Menurut teori konflik Dean G. Pruitt & Jeffrey Z. Rubin, yang menjelaskan proses dan urutan peristiwa yang dapat membawa individu, kelompok dan komunitas ke dalam konflik yang mengarah pada eskalasi. Konflik sering meningkat, yang merupakan hasil dari spiral konflik. Masing-masing pihak cenderung semakin terlibat dalam konflik dan dapat menggunakan semua sumber daya yang dibutuhkan untuk menang. Ketika konflik meningkat, isu-isu spesifik cenderung berubah menjadi masalah umum. Hubungan antara kedua belah pihak umumnya memburuk dan memburuk secara signifikan. Beberapa pihak melakukan apa yang menjadi kepentingan terbaik mereka, terlepas dari hasil baik atau buruk dari uang yang diperoleh pihak lain (Pruitt & Rubin, 2004).
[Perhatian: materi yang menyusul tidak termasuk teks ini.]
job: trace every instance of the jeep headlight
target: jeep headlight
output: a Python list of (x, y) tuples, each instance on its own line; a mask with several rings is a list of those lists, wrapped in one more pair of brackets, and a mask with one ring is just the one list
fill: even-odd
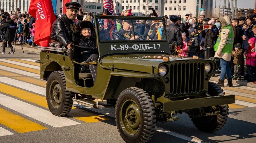
[(211, 65), (210, 64), (207, 63), (205, 65), (205, 66), (204, 67), (204, 69), (205, 70), (205, 71), (206, 73), (209, 73), (211, 71)]
[(161, 76), (163, 77), (166, 75), (167, 72), (167, 69), (165, 66), (162, 66), (160, 67), (159, 70), (159, 73)]

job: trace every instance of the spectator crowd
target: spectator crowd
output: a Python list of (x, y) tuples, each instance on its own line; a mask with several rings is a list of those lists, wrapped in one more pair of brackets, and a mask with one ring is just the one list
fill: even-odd
[[(158, 17), (154, 9), (152, 10), (153, 12), (146, 16)], [(78, 13), (73, 20), (76, 25), (83, 21), (89, 21), (93, 24), (94, 20), (91, 12), (86, 13), (80, 9)], [(0, 14), (0, 38), (3, 42), (1, 54), (5, 54), (7, 41), (11, 49), (8, 54), (13, 54), (11, 42), (15, 39), (18, 41), (18, 43), (29, 43), (32, 47), (36, 46), (34, 43), (34, 18), (26, 12), (22, 13), (19, 8), (11, 14), (1, 10)], [(132, 16), (131, 10), (122, 12), (119, 15)], [(181, 17), (176, 15), (163, 16), (167, 25), (167, 38), (170, 47), (174, 44), (176, 45), (180, 56), (198, 56), (207, 59), (214, 57), (219, 58), (222, 73), (218, 84), (221, 86), (224, 87), (226, 78), (227, 85), (230, 87), (232, 86), (232, 79), (246, 80), (256, 84), (256, 14), (232, 19), (227, 16), (217, 19), (206, 18), (203, 15), (197, 18), (193, 17), (191, 14), (185, 16), (184, 23)], [(99, 22), (100, 27), (103, 27), (104, 22)], [(118, 30), (122, 24), (122, 22), (117, 23)], [(133, 25), (136, 25), (136, 23), (135, 22)], [(144, 27), (136, 28), (137, 30), (136, 32), (141, 33), (141, 35), (148, 35), (154, 39), (161, 39), (163, 30), (159, 22), (147, 26), (145, 24)], [(107, 35), (105, 33), (102, 34)], [(105, 38), (111, 38), (109, 35), (107, 36)], [(173, 54), (175, 50), (171, 49), (171, 53)], [(246, 76), (245, 73), (247, 73)], [(242, 78), (243, 76), (244, 77)]]

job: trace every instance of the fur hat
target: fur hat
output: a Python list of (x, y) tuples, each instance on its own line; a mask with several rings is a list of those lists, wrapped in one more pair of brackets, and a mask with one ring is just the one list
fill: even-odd
[(220, 16), (219, 19), (223, 26), (226, 27), (231, 23), (230, 18), (228, 16)]
[(240, 43), (237, 43), (236, 44), (236, 45), (234, 46), (235, 47), (235, 48), (237, 48), (238, 49), (241, 49), (242, 48), (242, 46), (241, 45), (241, 44)]
[(77, 29), (78, 31), (81, 31), (83, 28), (90, 28), (91, 31), (93, 30), (93, 25), (90, 21), (83, 21), (79, 23), (77, 25)]

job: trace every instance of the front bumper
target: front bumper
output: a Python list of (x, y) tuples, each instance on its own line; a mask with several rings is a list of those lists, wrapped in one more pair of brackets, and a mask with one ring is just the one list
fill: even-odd
[(163, 103), (163, 112), (186, 110), (234, 103), (234, 95), (168, 101)]

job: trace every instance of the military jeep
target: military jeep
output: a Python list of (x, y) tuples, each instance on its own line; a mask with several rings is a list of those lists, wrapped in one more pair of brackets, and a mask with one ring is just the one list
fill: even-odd
[[(222, 128), (234, 95), (224, 96), (221, 88), (209, 81), (217, 69), (214, 61), (171, 55), (170, 47), (175, 46), (169, 45), (163, 18), (95, 15), (94, 19), (99, 58), (90, 64), (98, 66), (95, 83), (90, 73), (80, 73), (83, 63), (71, 59), (65, 50), (41, 48), (37, 62), (40, 78), (47, 81), (46, 99), (52, 114), (67, 115), (73, 101), (94, 108), (115, 108), (118, 131), (129, 143), (147, 142), (157, 121), (177, 120), (176, 115), (182, 113), (203, 132)], [(104, 40), (99, 19), (104, 21), (105, 29), (117, 23), (118, 31), (129, 21), (131, 30), (124, 36), (139, 38)], [(156, 36), (139, 33), (155, 22), (162, 27)], [(110, 35), (117, 32), (106, 31)]]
Pihak yang mengalami konflik berkepanjangan tidak akan mampu mempertahankan nilai-nilai yang kuat di dalamnya. Nilai disini berarti tujuan dasar atau ideologi partai sebagai sebuah organisasi, bukan hanya tujuan individu, kelompok atau fraksi (Surbakti, 2010). Konflik dalam partai politik dapat melahirkan generasi baru pimpinan partai politik dan mendorong restrukturisasi partai politik. Konflik intrapartai akan memicu munculnya faksi-faksi alternatif yang bertujuan untuk membangun kembali dan mematahkan dominasi beberapa elit partai politik. Untuk meredam konflik, partai akan mencari keseimbangan baru, baik melalui diskusi atau musyawarah di pengadilan partai. Hasil damai dari konflik semacam itu sering mengarah pada pemilihan pemimpin baru yang akan menemukan titik temu untuk menyelesaikan pihak yang berkonflik. Selain itu juga mendorong inovasi dalam sistem kepengurusan partai politik (Budiatri, 2017). Â
Pihak yang mengalami konflik berkepanjangan tidak mampu membayar. Efek lain dari perselisihan internal partai adalah penghentian perekrutan dan pembangunan kembali serta reinkarnasi anggota partai politik. Ketika terjadi konflik internal, pemekaran organisasi partai politik tidak hanya di tingkat kepengurusan nasional tetapi juga di tingkat daerah. Alih-alih berfokus pada perekrutan dan pelatihan ulang, partai secara efektif memecat dan memecat anggota elit politik yang berkuasa yang dianggap memberontak. Perpecahan dalam struktur pemerintahan yang runtuh juga membuat parpol sulit melakukan rekrutmen politik, terutama dalam konteks pemilihan kepala daerah (Pilkada) yang akan datang (Budiatri, 2017).